Non-contiguous regions of Streptococcus pneumoniae isolates were resequenced in this collaborative project. The CustomSeq Resequencing Array consists of 231,688 probes covering 28,961 bases of non-contiguous sequences of the reference Streptococcus pneumoniae TIGR4 strain as shown below. The sequence details can be accessed through the Comprehensive Microbial Resource (CMR) database of JCVI (http://www.jcvi.org/).
Name/Locus |
Gene/Sequence |
Length(bp) |
16S_rRNA |
16SrRNA |
1413 |
SP0117 |
Pneumococcal surface protein A |
2232 |
SP0368 |
Cell wall surface anchor family protein |
5301 |
SP0377_SP0378 |
Choline binding proteins C, J & intergenic region |
2262 |
SP0390_SP0391 |
Choline binding proteins G, F & intergenic region |
2078 |
SP0463_SP0466 |
Surface anchor, sortase & hypothetical proteins with intergenic region |
4788 |
SP0667 |
Pneumococcal surface protein - putative |
996 |
SP0834 |
Hemolysin-related protein |
510 |
SP1204 |
Hemolysin A - putative |
594 |
SP1466 |
Hemoylsin |
645 |
SP1833 |
Cell wall surface anchor family protein |
2124 |
SP1961 |
DNA-directed RNA polymerase, beta subunit |
3609 |
SP1992 |
Cell wall surface anchor family protein |
663 |
SP2145 |
Antigen, cell wall surface anchor family |
2082 |
The data presented in the following pages shows the SNPs that were detected in each of 85 distinct whole genome samples after hybridization with the TIGR4-based resequencing array. All samples were done in duplicate. A set of bioinformatic filters were applied to the results from each experiment (see here for more information), and the results from the two experiments were combined, eliminating those SNPs that were not present in both results after filtration. Among the samples hybridized were the TIGR4 strain itself, and 3 additional strains that are fully sequenced: G54, R6 and 670.
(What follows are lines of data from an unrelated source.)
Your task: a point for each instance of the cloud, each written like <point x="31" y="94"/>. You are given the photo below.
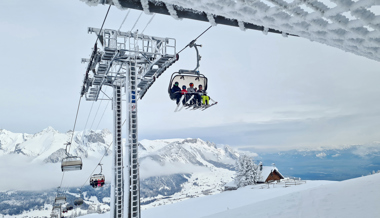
<point x="321" y="155"/>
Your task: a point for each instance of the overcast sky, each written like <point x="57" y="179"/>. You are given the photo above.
<point x="273" y="92"/>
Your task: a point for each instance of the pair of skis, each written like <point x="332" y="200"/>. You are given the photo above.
<point x="195" y="107"/>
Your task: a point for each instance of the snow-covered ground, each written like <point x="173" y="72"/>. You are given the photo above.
<point x="357" y="197"/>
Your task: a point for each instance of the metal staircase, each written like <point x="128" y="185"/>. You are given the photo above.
<point x="130" y="63"/>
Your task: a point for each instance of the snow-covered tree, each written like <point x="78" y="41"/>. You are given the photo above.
<point x="246" y="171"/>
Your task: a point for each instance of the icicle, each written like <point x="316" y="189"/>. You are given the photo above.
<point x="172" y="11"/>
<point x="145" y="5"/>
<point x="91" y="2"/>
<point x="211" y="19"/>
<point x="265" y="31"/>
<point x="241" y="25"/>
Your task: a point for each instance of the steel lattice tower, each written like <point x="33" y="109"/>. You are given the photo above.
<point x="129" y="63"/>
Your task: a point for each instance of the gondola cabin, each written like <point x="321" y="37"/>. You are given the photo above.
<point x="60" y="199"/>
<point x="71" y="163"/>
<point x="184" y="78"/>
<point x="78" y="202"/>
<point x="97" y="180"/>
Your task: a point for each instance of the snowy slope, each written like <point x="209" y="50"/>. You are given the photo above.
<point x="324" y="199"/>
<point x="49" y="144"/>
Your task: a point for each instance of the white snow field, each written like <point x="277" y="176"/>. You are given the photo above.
<point x="357" y="197"/>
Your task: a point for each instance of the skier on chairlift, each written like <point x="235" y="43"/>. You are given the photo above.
<point x="203" y="95"/>
<point x="184" y="93"/>
<point x="176" y="92"/>
<point x="192" y="91"/>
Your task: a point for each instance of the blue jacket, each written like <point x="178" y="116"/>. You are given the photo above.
<point x="176" y="89"/>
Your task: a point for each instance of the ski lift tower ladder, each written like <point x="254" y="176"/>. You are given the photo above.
<point x="128" y="62"/>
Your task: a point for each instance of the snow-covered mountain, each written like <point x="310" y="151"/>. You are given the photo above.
<point x="49" y="144"/>
<point x="171" y="170"/>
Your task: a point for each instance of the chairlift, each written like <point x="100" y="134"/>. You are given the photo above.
<point x="186" y="77"/>
<point x="78" y="201"/>
<point x="69" y="207"/>
<point x="98" y="180"/>
<point x="56" y="207"/>
<point x="71" y="163"/>
<point x="60" y="199"/>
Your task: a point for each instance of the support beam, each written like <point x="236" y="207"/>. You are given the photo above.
<point x="117" y="189"/>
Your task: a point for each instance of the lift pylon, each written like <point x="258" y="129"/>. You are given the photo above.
<point x="129" y="63"/>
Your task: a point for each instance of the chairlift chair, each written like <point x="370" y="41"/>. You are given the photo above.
<point x="185" y="77"/>
<point x="56" y="207"/>
<point x="97" y="178"/>
<point x="71" y="163"/>
<point x="69" y="207"/>
<point x="60" y="199"/>
<point x="78" y="201"/>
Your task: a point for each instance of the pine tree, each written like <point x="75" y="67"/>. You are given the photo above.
<point x="246" y="171"/>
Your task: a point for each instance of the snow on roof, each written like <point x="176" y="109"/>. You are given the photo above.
<point x="267" y="170"/>
<point x="352" y="26"/>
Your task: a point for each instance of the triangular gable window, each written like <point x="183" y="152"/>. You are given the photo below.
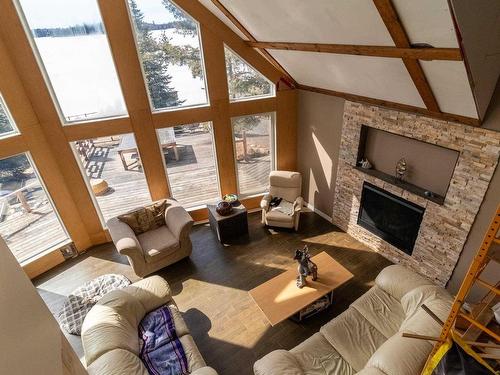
<point x="243" y="80"/>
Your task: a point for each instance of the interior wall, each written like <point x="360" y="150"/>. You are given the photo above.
<point x="479" y="27"/>
<point x="483" y="218"/>
<point x="319" y="128"/>
<point x="31" y="340"/>
<point x="384" y="149"/>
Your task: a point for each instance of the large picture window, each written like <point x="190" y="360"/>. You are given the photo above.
<point x="245" y="82"/>
<point x="28" y="222"/>
<point x="113" y="169"/>
<point x="74" y="50"/>
<point x="7" y="126"/>
<point x="168" y="43"/>
<point x="190" y="162"/>
<point x="253" y="140"/>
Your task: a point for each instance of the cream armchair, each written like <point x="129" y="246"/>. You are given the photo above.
<point x="286" y="185"/>
<point x="157" y="248"/>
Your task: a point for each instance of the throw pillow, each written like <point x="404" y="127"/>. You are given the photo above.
<point x="146" y="218"/>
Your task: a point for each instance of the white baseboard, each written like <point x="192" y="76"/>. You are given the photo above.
<point x="320" y="213"/>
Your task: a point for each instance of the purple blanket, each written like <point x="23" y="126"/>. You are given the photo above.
<point x="160" y="348"/>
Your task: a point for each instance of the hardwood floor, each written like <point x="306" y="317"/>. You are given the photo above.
<point x="211" y="287"/>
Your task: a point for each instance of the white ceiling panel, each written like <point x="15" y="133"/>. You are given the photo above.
<point x="450" y="85"/>
<point x="212" y="8"/>
<point x="427" y="21"/>
<point x="375" y="77"/>
<point x="318" y="21"/>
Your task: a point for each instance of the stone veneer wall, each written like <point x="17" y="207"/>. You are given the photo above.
<point x="444" y="228"/>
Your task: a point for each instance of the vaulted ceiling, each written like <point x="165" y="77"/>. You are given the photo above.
<point x="401" y="51"/>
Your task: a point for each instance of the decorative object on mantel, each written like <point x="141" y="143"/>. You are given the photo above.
<point x="429" y="194"/>
<point x="306" y="266"/>
<point x="365" y="164"/>
<point x="401" y="169"/>
<point x="224" y="208"/>
<point x="231" y="199"/>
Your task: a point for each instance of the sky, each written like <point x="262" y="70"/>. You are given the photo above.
<point x="62" y="13"/>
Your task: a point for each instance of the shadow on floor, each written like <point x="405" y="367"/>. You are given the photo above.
<point x="211" y="287"/>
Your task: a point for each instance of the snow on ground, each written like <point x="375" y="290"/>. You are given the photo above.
<point x="84" y="78"/>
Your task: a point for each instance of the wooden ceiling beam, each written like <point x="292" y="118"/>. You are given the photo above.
<point x="452" y="54"/>
<point x="398" y="106"/>
<point x="250" y="37"/>
<point x="391" y="20"/>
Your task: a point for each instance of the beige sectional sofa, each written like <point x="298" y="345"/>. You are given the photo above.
<point x="110" y="336"/>
<point x="157" y="248"/>
<point x="366" y="339"/>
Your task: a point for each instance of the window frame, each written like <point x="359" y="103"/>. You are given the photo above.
<point x="46" y="191"/>
<point x="86" y="178"/>
<point x="15" y="130"/>
<point x="272" y="153"/>
<point x="145" y="82"/>
<point x="197" y="205"/>
<point x="247" y="98"/>
<point x="48" y="83"/>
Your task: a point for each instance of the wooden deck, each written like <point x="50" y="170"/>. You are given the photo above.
<point x="28" y="234"/>
<point x="192" y="179"/>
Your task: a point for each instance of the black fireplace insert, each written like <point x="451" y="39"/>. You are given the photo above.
<point x="390" y="217"/>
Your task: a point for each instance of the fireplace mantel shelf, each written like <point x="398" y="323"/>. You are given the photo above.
<point x="436" y="198"/>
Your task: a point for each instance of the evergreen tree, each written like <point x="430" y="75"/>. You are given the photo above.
<point x="154" y="64"/>
<point x="12" y="168"/>
<point x="243" y="80"/>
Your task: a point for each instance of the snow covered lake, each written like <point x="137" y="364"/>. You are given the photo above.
<point x="82" y="73"/>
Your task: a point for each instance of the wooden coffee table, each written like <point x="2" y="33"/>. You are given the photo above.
<point x="279" y="298"/>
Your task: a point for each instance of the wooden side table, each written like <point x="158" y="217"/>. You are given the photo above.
<point x="231" y="226"/>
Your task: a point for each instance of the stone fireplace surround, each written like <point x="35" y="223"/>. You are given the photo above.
<point x="444" y="228"/>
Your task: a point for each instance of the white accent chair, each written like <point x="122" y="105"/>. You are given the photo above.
<point x="286" y="185"/>
<point x="151" y="251"/>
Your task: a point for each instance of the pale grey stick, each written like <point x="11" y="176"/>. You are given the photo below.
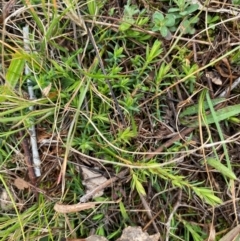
<point x="234" y="85"/>
<point x="32" y="131"/>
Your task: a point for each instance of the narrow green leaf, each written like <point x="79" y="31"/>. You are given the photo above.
<point x="220" y="115"/>
<point x="15" y="70"/>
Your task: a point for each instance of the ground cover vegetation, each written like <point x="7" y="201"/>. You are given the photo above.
<point x="144" y="93"/>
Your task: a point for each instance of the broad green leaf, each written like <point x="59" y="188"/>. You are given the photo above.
<point x="221" y="168"/>
<point x="207" y="195"/>
<point x="220" y="115"/>
<point x="15" y="70"/>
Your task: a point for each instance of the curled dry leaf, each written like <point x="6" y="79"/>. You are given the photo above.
<point x="60" y="208"/>
<point x="92" y="179"/>
<point x="20" y="183"/>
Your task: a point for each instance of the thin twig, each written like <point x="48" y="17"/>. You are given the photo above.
<point x="234" y="85"/>
<point x="175" y="207"/>
<point x="89" y="195"/>
<point x="149" y="214"/>
<point x="28" y="159"/>
<point x="170" y="142"/>
<point x="33" y="137"/>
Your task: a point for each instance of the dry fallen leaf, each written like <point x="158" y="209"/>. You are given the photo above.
<point x="92" y="179"/>
<point x="231" y="235"/>
<point x="20" y="183"/>
<point x="60" y="208"/>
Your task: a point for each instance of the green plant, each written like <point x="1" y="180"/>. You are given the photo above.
<point x="165" y="25"/>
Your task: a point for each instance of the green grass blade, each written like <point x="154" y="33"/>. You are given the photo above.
<point x="221" y="168"/>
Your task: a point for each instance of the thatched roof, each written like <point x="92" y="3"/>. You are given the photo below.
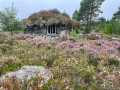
<point x="50" y="17"/>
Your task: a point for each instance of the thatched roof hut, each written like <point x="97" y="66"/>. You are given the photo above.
<point x="50" y="17"/>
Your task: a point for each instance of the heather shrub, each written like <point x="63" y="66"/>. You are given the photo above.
<point x="4" y="48"/>
<point x="64" y="37"/>
<point x="72" y="39"/>
<point x="9" y="64"/>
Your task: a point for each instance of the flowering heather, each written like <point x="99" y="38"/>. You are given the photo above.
<point x="75" y="64"/>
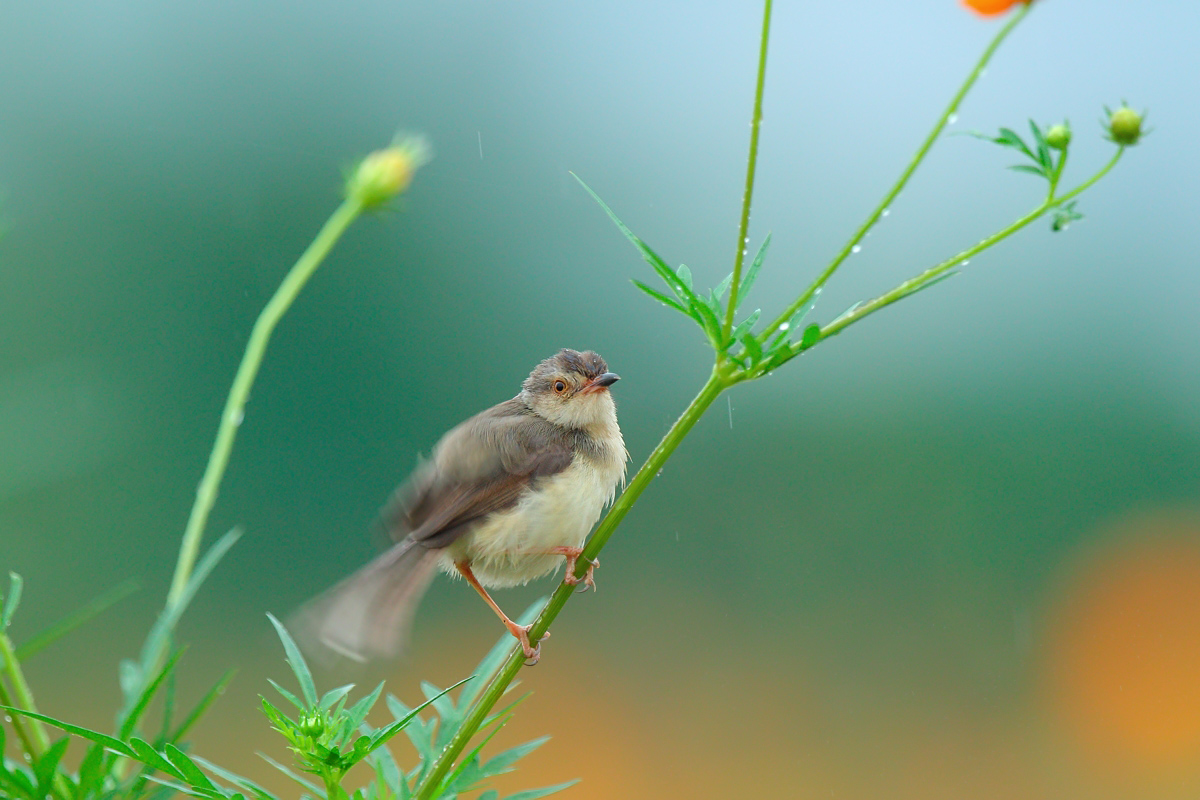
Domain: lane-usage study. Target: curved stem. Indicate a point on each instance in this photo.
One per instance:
(755, 125)
(491, 695)
(803, 300)
(235, 404)
(937, 270)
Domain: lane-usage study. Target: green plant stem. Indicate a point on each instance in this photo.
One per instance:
(235, 404)
(755, 125)
(803, 300)
(31, 733)
(937, 270)
(478, 714)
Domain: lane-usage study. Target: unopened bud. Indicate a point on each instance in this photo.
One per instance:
(1125, 126)
(387, 173)
(1059, 136)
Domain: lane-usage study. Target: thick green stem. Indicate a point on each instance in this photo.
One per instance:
(744, 227)
(803, 300)
(235, 404)
(490, 697)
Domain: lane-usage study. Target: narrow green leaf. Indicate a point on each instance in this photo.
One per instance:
(753, 272)
(131, 719)
(648, 254)
(329, 698)
(533, 794)
(11, 600)
(84, 733)
(684, 276)
(153, 758)
(47, 765)
(237, 780)
(299, 779)
(723, 287)
(503, 762)
(202, 707)
(665, 300)
(744, 326)
(191, 773)
(359, 711)
(73, 620)
(1009, 138)
(753, 349)
(297, 662)
(1043, 149)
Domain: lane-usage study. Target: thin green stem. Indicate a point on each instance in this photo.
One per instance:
(491, 695)
(937, 270)
(30, 732)
(235, 404)
(803, 300)
(751, 163)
The use of genomiphied whole-genome samples, rather than PCR-amplified fragments, simplifies the experimental protocol, and also avoids the PCR failures that would inevitably occur with some clinical samples of unknown sequence composition. However, the higher complexity of the whole-genome sample also increases the frequency of certain artifacts. The bioinformatic filters that we have developed have proven successful in identifying and eliminating the majority of these artifacts.
The "SNP Report" provides:
- the nucleotide and its position in the reference strain and in the target fragment
- the annotation, context of the ORF, and amino acid sequence when in a coding region
This information may be sorted and organized by nucleotide position or ORF. A separate report provides, for each selected SNP position, an alignment between the reference sequence and the chosen target sequences.
Users of this comparative sequence information may begin to compile a meaningful set of known SNPs that may be applied to their own research projects.